Ein Weg wurde auserwählt.‹ Nicht mehr als das, und natürlich ohne Unterschrift. Er hatte es gefunden, als er sich für die Nacht zurückzog. Jemand hatte es unter der Tür durchgeschoben. Eine kleine Stadt lag weniger als eine Viertelmeile entfernt — Eianrod —, doch selbst wenn dort noch ein weiches Bett frei gewesen wäre, hätten ihm die Aiel wohl kaum gestattet, eine Nacht außerhalb seines Wagens zu verbringen. Auch diese Aes Sedai würde es ihm untersagen. Im Augenblick stimmten seine Pläne ja auch durchaus mit denen Moiraines überein. Vielleicht würde er sogar Tar Valon wiedersehen, für einen wie ihn wohl ein gefährlicher Ort, aber die Arbeit dort war immer wichtig und wirkte irgendwie auch belebend auf ihn.
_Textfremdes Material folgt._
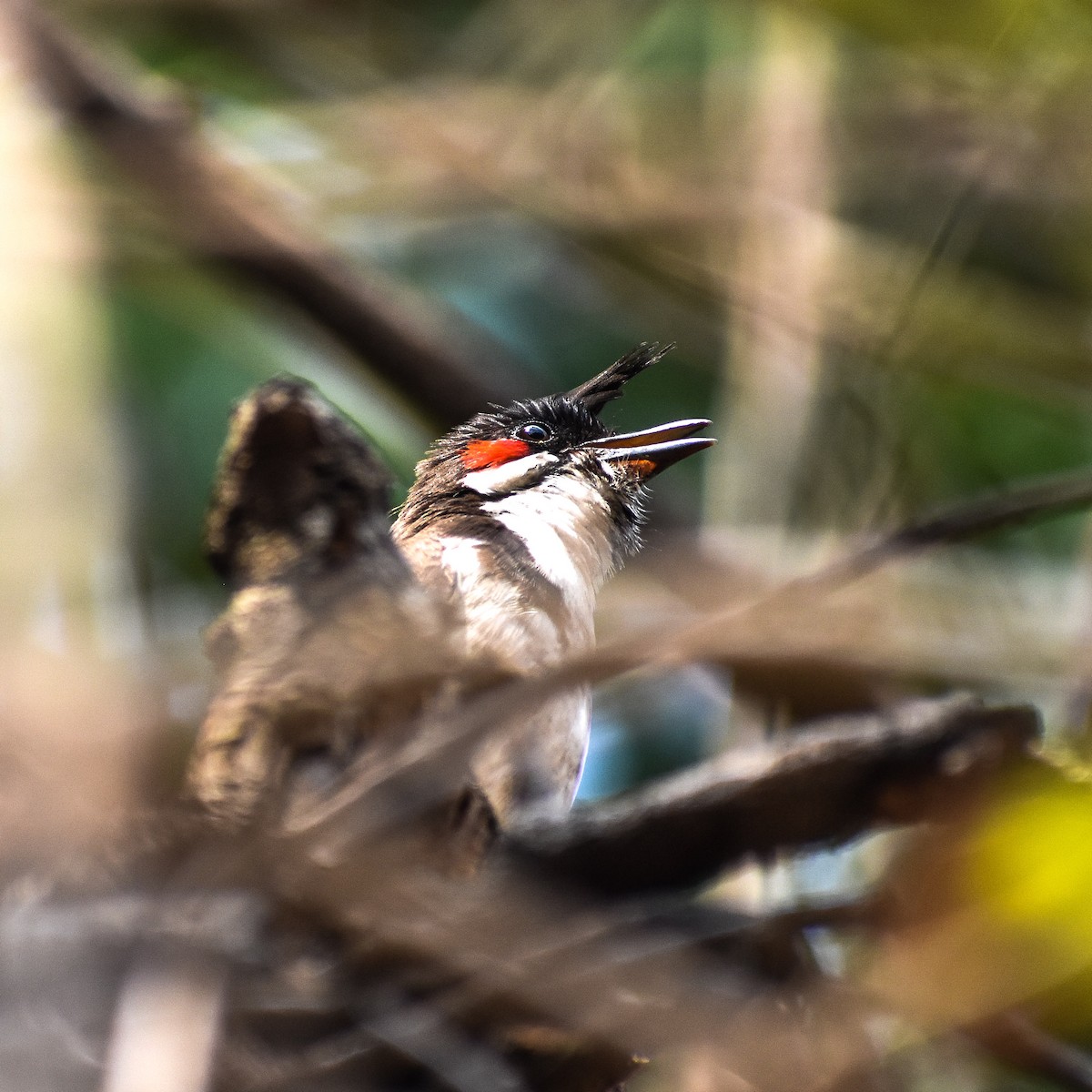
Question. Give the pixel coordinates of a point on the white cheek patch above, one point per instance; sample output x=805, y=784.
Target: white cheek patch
x=495, y=480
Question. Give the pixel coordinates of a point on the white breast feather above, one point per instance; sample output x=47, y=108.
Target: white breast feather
x=565, y=524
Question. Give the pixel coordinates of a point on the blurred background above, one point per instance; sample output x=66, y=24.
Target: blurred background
x=866, y=225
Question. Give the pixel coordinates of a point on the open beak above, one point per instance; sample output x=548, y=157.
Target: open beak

Er konzentrierte sich wieder auf die zugespielte Nachricht, die er allerdings viel lieber ignoriert hätte. An dem Wort ›auserwählt‹ erkannte er, daß sie mit Sicherheit von einem anderen Schattenfreund stammte. Das Überraschende daran war, daß er sie jetzt erhielt, nachdem sie schon durch halb Cairhien gekommen waren. Vor beinahe zwei Monaten hatte er einen ersten Fingerzeig erhalten, gleich, nachdem sich Jasin Natael, aus welchen Gründen auch immer, Rand al'Thor angeschlossen hatte. Dazu war seine neue Partnerin Keille Shaogi verschwunden. Er vermutete, sie liege, nach einem Messerstich Nataels, irgendwo in der Wüste begraben, und er war froh, sie los zu sein. Bald darauf war er von einer der Auserwählten besucht worden, und zwar von keiner Geringeren als Lanfear selbst. Sie hatte ihm Anweisungen erteilt.
Automatisch griff er sich an die Brust und tastete durch den Stoff des Hemdes hindurch nach den Brandnarben. Er wischte sich mit dem Tuch über das Gesicht. Ein Teil seines Verstands bestätigte ihm mit kalter Logik, daß diese Narben ihm eindeutig bewiesen, daß es sich nicht um einen normalen Traum gehandelt habe. Einen normalen Alptraum. Ein anderer Teil seiner Selbst wimmerte innerlich fast vor Erleichterung, daß sie seither nicht zurückgekehrt war.
Die zweite Überraschung an der Nachricht war die Handschrift gewesen. Es war eine Frauenschrift, wenn er sich nicht vollkommen irrte, und einige der Buchstaben entsprachen der typischen Schrift der Aiel. Natael hatte ihm gesagt, es müsse unter den Aiel auch Schattenfreunde geben, denn die gab es in jedem Land und bei jedem Volk, doch er hatte nie den Wunsch verspürt, in der Wüste Brüder zu suchen. Aiel töteten schnell, ohne mit der Wimper zu zucken, und man konnte sie schon in Rage bringen, wenn man nur zu laut atmete.